There have been 23,000 bankruptcies so far this year and about 49,000 pre-foreclosures. Here is a Link to the numbers I am quoting. If we figure that the 23,000 bankruptcy's have between $10,000 and $50,000 in credit card debt, that calculates out to between 230 million and 1.15 billion dollars of bad debt.

Speculate further, that about 4,000 of the 49,000 pre-foreclosures go into foreclosure. That's another two billion of real estate in default and of course another 40 to 200 million of bad credit card debt.

This leaves a range of between 310 million (20+20=230) to 1.5 billion (1.15+.2+.2) in bad credit card debt. If the banks can pull out 80% of their loan value on the 4 billion of real estate in foreclosure, then that would result in a loss of about 800 million.

The most optimistic numbers, would be 310 million in non collectible credit card debt and a zero loss on all real estate foreclosures (the Tooth Fairy lives!). The worse case for the banks would be 1.5 billion in credit card debt and close to 1 billion in real estate write offs.

This is kind of boring stuff, but remember, this is only one state, California. Visualize all 50 states together, now it begins to have some size and body.

One person in bankruptcy or foreclosure is not the end of the world. But a bank, with a couple hundred foreclosures and a lot of bad plastic, knows the reality of their problem right now, at this present time.

The first signs of fire in the movie theater will be after the end of the fiscal year for these banks, when they have to present their profit and loss statements.

As if things couldn't get worse, two trillion in bank loans are due to reset in the next 12 months. Here cometh the Anti-Tooth Fairy. So with the banks Federally insured (and you thought the Tooth Fairy was dead) the New Year could prove very distracting.


mbarl said...

Finally the main stream media has caught wind of the problem with liar loans! The following clip is a story that was done by CBS in San Francisco on a special called 30 minutes.
Could have gone a little deeper, but this is a great start!!!!

Anonymous said...

An article in The Christian Science Monitor last week projected 500,000 foreclosures on loans originated during FY 2004 and FY 2005, nationwide. If each foreclosure results in a combined loss on REO and credit cards (assuming bankruptcy also occurs due to maxed-out credit cards) of $100,000, that would create $50 billion of loan and investment losses. I am guessing that the current provisions for such losses are a tiny fraction of the losses that are likely to occur.

Jim in San Marcos said...


500,000 foreclosures or think of it as 500,000 families in foreclosure.

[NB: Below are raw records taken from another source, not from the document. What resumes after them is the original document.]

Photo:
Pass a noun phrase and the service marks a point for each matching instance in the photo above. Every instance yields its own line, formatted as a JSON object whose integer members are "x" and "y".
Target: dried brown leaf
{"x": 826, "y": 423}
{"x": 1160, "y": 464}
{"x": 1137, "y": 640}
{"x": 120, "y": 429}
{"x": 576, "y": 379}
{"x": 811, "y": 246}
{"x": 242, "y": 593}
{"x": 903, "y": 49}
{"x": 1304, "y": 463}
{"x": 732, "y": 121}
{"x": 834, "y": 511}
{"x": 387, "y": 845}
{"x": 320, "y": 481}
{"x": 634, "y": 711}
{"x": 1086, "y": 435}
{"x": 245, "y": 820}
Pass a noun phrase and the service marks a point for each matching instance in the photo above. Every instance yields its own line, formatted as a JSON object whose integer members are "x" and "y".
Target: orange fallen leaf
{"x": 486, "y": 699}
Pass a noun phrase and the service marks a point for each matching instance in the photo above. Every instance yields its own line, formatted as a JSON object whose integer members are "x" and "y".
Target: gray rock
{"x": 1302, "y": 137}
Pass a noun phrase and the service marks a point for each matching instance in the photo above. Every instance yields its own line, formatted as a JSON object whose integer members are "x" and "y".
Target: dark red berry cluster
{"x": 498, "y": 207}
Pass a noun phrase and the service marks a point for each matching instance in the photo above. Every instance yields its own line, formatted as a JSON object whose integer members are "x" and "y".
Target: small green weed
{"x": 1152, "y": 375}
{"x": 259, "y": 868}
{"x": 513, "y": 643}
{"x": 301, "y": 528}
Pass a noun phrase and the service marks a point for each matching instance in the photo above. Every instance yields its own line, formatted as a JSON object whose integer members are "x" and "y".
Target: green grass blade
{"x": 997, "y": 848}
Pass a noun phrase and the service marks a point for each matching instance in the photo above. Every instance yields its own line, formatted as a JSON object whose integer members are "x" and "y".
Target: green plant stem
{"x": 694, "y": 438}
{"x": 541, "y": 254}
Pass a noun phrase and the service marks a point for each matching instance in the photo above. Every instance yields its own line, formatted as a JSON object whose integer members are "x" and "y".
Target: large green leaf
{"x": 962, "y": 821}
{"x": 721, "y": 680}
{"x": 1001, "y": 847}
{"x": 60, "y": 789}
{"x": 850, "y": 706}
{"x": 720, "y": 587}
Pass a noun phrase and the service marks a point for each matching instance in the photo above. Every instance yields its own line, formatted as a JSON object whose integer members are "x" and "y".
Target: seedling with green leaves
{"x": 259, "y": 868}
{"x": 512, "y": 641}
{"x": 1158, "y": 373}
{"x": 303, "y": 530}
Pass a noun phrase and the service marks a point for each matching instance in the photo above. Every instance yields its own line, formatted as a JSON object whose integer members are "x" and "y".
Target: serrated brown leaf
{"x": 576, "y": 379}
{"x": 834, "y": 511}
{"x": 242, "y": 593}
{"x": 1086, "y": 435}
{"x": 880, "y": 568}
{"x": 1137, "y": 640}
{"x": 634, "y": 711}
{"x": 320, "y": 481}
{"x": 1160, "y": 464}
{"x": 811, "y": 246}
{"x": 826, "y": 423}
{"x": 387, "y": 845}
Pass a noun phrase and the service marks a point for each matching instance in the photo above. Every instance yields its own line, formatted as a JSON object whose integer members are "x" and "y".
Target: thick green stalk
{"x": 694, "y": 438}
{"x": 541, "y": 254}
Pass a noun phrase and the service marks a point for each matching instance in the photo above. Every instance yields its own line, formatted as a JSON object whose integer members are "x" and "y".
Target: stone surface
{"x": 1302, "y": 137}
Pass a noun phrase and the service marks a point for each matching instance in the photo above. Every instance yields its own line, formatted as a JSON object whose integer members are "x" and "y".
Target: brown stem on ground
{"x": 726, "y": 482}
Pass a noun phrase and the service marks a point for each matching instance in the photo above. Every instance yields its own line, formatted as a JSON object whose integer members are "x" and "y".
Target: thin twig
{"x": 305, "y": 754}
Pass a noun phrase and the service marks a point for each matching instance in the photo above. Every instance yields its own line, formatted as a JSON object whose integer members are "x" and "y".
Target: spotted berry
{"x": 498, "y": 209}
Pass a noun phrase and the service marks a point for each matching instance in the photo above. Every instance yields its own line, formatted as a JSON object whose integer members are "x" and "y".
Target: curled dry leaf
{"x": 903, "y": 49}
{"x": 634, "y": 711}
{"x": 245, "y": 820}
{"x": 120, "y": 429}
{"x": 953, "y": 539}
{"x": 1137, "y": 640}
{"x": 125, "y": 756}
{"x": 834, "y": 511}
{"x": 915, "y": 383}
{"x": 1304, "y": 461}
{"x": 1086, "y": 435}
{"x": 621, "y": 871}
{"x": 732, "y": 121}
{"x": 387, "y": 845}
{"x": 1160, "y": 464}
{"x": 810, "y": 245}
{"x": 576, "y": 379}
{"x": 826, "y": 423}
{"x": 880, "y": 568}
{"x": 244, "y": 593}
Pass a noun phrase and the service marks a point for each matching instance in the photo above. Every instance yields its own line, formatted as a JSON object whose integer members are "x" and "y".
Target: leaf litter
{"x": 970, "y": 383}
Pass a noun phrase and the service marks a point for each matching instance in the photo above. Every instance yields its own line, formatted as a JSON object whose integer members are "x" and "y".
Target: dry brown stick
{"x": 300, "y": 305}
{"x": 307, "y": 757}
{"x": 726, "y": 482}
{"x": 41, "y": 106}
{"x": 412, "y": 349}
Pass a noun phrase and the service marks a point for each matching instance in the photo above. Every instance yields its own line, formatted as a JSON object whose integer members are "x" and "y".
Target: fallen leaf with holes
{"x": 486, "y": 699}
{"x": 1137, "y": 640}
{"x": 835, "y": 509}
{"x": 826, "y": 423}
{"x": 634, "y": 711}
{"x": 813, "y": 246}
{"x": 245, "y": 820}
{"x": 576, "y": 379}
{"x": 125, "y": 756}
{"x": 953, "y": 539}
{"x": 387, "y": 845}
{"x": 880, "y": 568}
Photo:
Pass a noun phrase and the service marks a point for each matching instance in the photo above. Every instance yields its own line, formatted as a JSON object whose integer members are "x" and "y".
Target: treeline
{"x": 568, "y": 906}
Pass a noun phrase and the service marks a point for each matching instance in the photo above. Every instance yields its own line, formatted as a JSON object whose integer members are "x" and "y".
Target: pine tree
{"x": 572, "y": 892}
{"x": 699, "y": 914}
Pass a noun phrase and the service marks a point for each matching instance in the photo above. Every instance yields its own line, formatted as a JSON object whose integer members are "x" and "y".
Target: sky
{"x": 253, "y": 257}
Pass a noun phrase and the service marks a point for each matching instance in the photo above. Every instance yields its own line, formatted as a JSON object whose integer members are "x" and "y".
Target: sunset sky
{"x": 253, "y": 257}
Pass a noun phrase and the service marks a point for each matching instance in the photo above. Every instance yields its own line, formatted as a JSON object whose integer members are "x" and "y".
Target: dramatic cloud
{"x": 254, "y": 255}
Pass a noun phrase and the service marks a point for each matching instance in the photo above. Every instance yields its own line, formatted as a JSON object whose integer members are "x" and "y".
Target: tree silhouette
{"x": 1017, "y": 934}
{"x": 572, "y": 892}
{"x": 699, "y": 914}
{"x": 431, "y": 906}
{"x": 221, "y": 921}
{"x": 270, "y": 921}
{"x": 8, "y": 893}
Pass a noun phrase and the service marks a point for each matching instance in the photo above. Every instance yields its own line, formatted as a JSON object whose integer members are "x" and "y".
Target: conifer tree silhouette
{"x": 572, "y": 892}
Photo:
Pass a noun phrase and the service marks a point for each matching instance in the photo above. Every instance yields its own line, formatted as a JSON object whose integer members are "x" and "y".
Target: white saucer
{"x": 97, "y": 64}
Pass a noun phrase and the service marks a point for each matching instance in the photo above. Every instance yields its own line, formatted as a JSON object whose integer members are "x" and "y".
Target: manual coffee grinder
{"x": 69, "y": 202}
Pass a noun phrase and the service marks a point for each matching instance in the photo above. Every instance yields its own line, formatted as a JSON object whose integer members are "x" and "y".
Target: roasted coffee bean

Figure a family consists of 4 people; two adults and two children. Kiss the credit cards goodbye and now you have 2 million people not consuming on a normal basis.

The time element is in play right now. It takes 9 months pretty much to foreclose on a house in California. But looking at some of these bankruptcy filings it could be a lot longer. Anyone have any information on how long a bankruptcy proceeding takes?